The accident in Shenzhen, where the company is based, involved a Nissan GT-R reportedly going 112 mph when it crashed into an e6 taxi, killing the driver and two passengers.

The Los Angeles Times reported Tuesday that the accident sparked a huge reaction on social Web sites in China.

BYD shares dropped 5.9 percent Monday in Hong Kong and 2.6 percent in Shenzhen. They recovered most of the lost ground on Tuesday.

BYD started out as a battery company, but now includes making cars. Its investors include billionaire Warren Buffett, who purchased 10 percent of the company in 2009 for $230 million.

"When it comes to the technology itself and the reliability and safety of their cars, BYD has not been totally forthcoming with investors.
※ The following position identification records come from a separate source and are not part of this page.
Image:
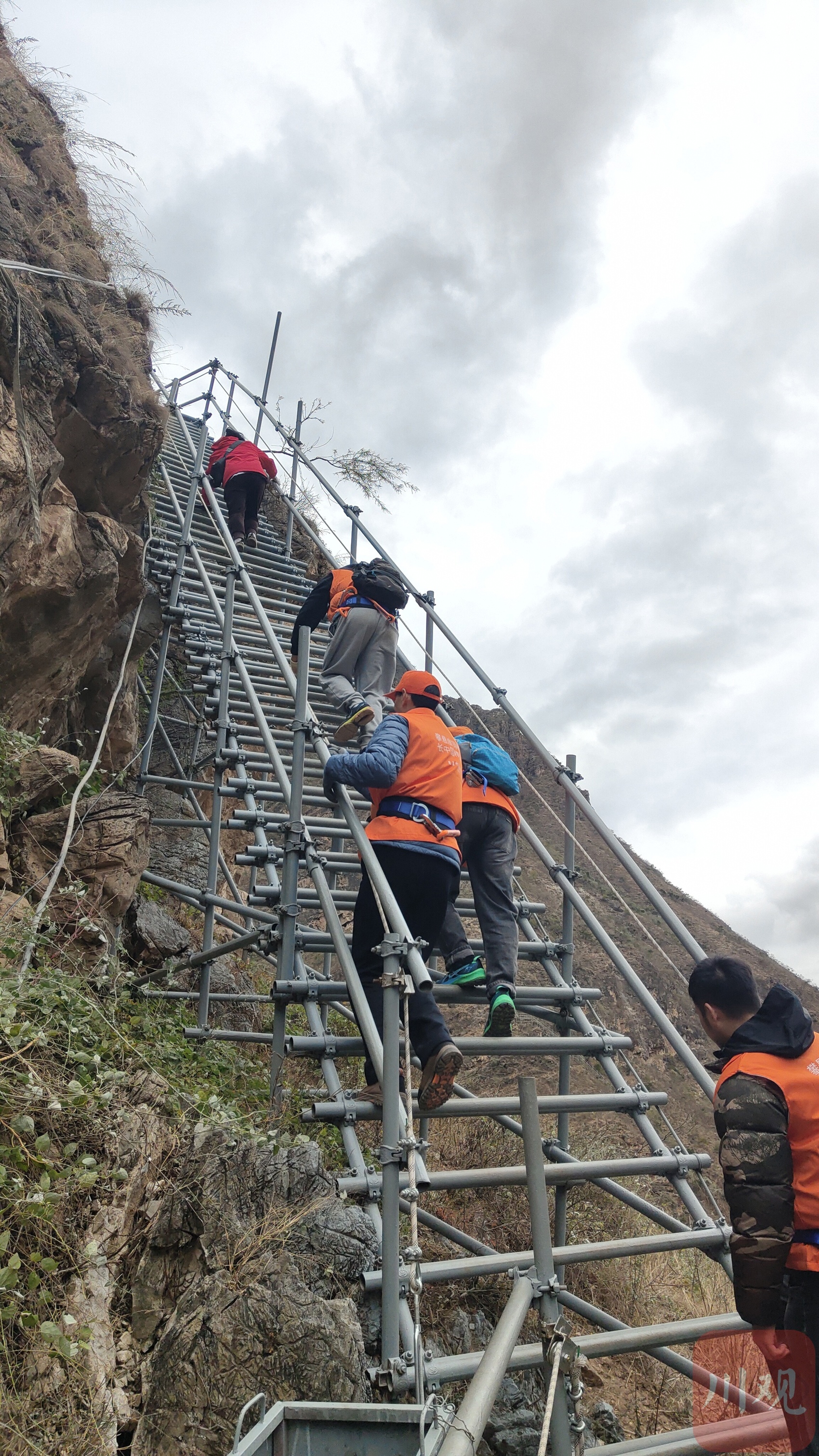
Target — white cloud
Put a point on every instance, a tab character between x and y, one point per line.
562	261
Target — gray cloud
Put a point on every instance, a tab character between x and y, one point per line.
675	635
460	193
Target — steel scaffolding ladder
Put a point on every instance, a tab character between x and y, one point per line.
263	737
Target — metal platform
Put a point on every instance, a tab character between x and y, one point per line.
256	736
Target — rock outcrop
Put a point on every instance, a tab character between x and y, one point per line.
108	857
232	1294
79	432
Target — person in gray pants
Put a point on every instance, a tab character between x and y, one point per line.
360	666
360	663
489	847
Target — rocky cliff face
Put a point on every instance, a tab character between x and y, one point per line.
76	401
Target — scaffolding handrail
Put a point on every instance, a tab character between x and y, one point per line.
498	695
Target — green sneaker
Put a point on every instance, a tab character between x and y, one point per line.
469	975
501	1015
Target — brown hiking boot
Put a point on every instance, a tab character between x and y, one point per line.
356	721
438	1076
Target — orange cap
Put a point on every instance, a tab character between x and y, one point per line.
421	683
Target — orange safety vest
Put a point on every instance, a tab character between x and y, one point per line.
477	795
341	587
799	1084
431	774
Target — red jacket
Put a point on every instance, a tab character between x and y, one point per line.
245	458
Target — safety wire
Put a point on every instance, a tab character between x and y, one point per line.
414	1251
557	1350
547	806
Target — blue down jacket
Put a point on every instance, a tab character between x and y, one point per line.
379	768
379	765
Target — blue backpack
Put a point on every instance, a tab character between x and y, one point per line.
489	764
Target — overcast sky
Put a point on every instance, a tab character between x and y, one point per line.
561	258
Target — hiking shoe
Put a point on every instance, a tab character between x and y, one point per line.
438	1076
348	730
469	975
501	1015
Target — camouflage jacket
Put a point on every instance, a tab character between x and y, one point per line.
753	1122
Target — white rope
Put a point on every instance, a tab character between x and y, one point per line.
550	1398
54	273
69	835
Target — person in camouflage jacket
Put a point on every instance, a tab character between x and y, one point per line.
767	1117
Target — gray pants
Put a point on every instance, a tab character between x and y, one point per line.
361	662
489	847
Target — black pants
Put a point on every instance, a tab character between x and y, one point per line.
243	497
802	1312
423	886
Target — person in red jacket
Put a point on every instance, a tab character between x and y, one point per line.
245	474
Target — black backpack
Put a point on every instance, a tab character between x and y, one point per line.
217	474
382	583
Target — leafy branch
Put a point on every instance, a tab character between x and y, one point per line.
371	474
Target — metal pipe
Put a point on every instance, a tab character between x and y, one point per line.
644	1337
390	1155
293	482
738	1435
561	1435
517	1176
446	1231
567	967
291	855
223	724
530	1356
430	638
473	1413
444	1271
492	1106
198	455
356	512
668	1358
476	1046
267	381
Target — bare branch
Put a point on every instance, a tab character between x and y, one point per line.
371	474
111	190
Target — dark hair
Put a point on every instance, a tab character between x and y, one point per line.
725	983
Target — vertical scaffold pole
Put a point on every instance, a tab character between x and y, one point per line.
542	1248
220	764
354	535
390	1153
267	379
293	479
229	407
293	852
175	587
565	1063
430	635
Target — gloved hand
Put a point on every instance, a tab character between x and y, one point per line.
329	787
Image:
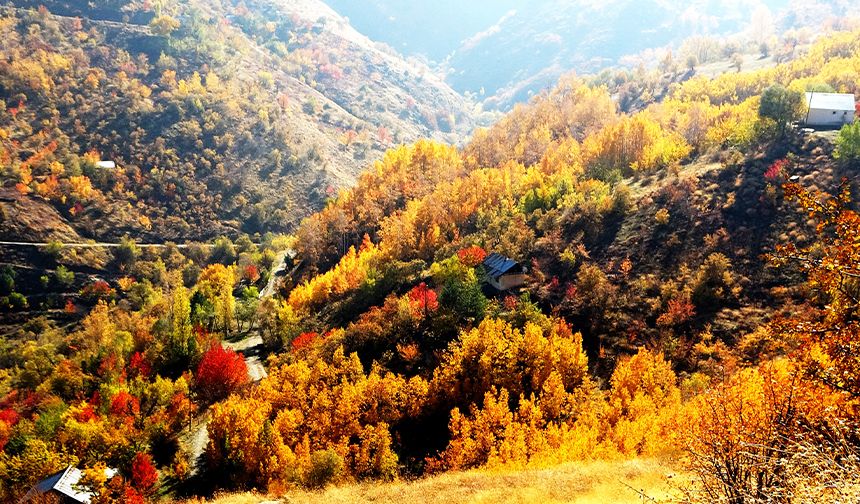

They say 'trust us, we know what we're doing and Warren Buffet wouldn't invest in us unless we were the real deal,'" said Michael Dunne, head of automotive industry consulting firm Dunne & Co.

Garment union blames violence on company

PHNOM PENH, Cambodia, May 29 (UPI) -- A union leader in Cambodia has blamed clothing maker SL Garment for violence that broke out at a factory.

The union official said the company was trying to provoke violence as part of a campaign to smear the union.

"This is the company's trick, to be willing to provoke … severe violence and put all mistakes entirely on the workers," said Ath Thorn, president of the Coalition of Cambodian Apparel Workers' Democratic Union.

The Phnom Penh Post reported Tuesday about 5,000 union workers went back to work after a two-week strike at two Phnom Penh factories believing a document signed by the union, the government and the Garment Manufacturers Association in Cambodia Friday was a binding deal.

But the company backed away from the agreement after the workers returned to their jobs, the newspaper reported.

The agreement included pay for missing work during the strike and $7 per month for approved rent and travel expenses.

"In my years doing this sort of work, I've never come across a document which is thumb printed by all parties, the bona fide seal in Cambodia, and endorsed by a government representative, which refers to itself as an agreement within the document, but which after the fact is claimed to be no such thing," said Dave Welsh, country director of the American Center for International Labor Solidarity.

"The company said one thing and when implementing did the other -- this caused the workers to be angry and they continued their strike," union worker Rith Sineourn said.

The Post reported rocks were thrown at one factory and that one woman was hit in the head.

U.S. farmers say crops in good shape

WASHINGTON, May 29 (UPI) -- U.S. farmers reported the condition of corn fields, while in great shape overall, slipped slightly in the week ending Sunday.

In the week ending May 20, farmers reported 3 percent of the crop was in poor or very poor condition, while the rest was in fair, good or excellent condition.

In the most recent week, 6 percent of the crop was reportedly poor or very poor condition, the U.S. Department of Agriculture said in a weekly report delayed by the Memorial Day holiday.

Farmers report 97 percent of the cotton crop is in fair, good or excellent condition in the week ending Sunday.

Rice is 92 percent emerged with 88 percent reportedly in fair, good or excellent condition.

Farmers report 14 percent of the winter wheat crop is in poor or very poor condition. Five percent of the spring wheat crop, by farmer reports, is in poor or very poor condition. The rest is in fair, good or excellent shape.